Opposition lawmakers in Brazil launched a fresh bid Wednesday to impeach President Jair Bolsonaro as more allegations broke of corruption in acquiring coronavirus vaccines to tackle a pandemic he is accused of having criminally mishandled.
A document signed by dozens of leftwing political parties, trade unions and civic organizations, as well as a few former allies, was submitted to the chamber of deputies.
It listed more than 20 accusations against Bolsonaro, including "negligence" in heading the response to Covid-19 that has killed over 500,000 in Brazil.
The document gathered more than a hundred earlier impeachment filings into one "super request" for Bolsonaro to be relieved of his post, its authors said.
For two months, a senate commission investigating the government's handling of the pandemic has heard a parade of witnesses testifying how the far-right leader and his government blatantly flouted expert advice on containing the virus.

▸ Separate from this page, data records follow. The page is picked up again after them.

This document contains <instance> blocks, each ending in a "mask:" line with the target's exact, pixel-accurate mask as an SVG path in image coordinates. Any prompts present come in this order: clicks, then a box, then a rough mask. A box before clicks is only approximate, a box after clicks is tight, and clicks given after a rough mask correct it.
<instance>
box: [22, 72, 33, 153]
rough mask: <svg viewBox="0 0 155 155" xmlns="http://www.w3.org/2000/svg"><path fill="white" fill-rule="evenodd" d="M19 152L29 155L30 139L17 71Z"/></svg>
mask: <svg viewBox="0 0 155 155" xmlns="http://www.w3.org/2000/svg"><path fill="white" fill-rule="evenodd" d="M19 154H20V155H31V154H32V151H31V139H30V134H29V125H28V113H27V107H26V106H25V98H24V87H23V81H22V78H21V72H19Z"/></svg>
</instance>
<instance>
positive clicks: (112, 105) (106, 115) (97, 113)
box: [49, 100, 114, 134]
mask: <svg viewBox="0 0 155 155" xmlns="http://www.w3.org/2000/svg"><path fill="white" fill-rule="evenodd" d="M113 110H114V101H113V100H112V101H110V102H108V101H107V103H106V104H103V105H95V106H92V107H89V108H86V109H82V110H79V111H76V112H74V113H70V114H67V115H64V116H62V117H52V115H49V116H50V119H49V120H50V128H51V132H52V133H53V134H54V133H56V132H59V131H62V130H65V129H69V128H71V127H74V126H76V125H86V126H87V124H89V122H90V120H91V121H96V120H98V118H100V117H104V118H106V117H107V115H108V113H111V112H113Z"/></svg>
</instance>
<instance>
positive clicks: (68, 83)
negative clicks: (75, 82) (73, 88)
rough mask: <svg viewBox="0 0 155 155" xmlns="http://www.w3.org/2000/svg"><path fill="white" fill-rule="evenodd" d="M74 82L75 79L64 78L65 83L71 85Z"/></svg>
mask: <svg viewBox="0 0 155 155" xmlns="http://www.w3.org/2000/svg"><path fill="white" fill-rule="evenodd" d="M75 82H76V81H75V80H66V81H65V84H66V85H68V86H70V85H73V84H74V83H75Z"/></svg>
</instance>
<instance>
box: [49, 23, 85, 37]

Bolsonaro minimized the virus as a "little flu," fought lockdowns, questioned face masks and rejected various offers of vaccines, meanwhile pushing unproven drugs such as chloroquine and urging Brazilians to get back to work.
All previous impeachment filings against Bolsonaro have been blocked by the president of the chamber of deputies, Arthur Lira, a key ally.
Observers say it is unlikely Lira will change course now, and even if he did, Bolsonaro's conservative backers in parliament would save him.
- Under fire -
Earlier Wednesday, a senior official in Brazil's health ministry resigned after a newspaper published yet more allegations of vaccine fraud.
The Folha de S. Paulo daily reported that Roberto Dias, the ministry's logistics director, had sought a bribe from a company said to be negotiating the sale of 400 million doses of AstraZeneca vaccine to Brazil.
A company representative claimed he had met Dias in a restaurant in a shopping center in Brasilia in February, where the request was made for payment of a dollar per dose purchased.
Dias stepped down after the allegations emerged, the health ministry said.
AstraZeneca, for its part, said in a statement it does not use intermediaries to sell vaccines to governments.
Last week, Brazil's senate heard accusations that a deal to purchase another vaccine, Indian-made Covaxin, was a front to embezzle millions of dollars, that a Bolsonaro ally masterminded the plan, and that the president knew all about it.
A health ministry official testified that his superiors had exerted "atypical, excessive" pressure on him to approve payment for the deal he suspected was over-billed.
The official and his brother Luis Miranda, a congressman close to Bolsonaro, said they took the matter to the president, but he took no action.
Following these allegations, three Brazilian senators on Monday formally accused Bolsonaro of malfeasance before the Supreme Court.
However, Prosecutor General Augusto Aras, an ally of the president, would have to bring charges for the matter to go ahead.
Anti-Bolsonaro protests are planned in Brasilia this week.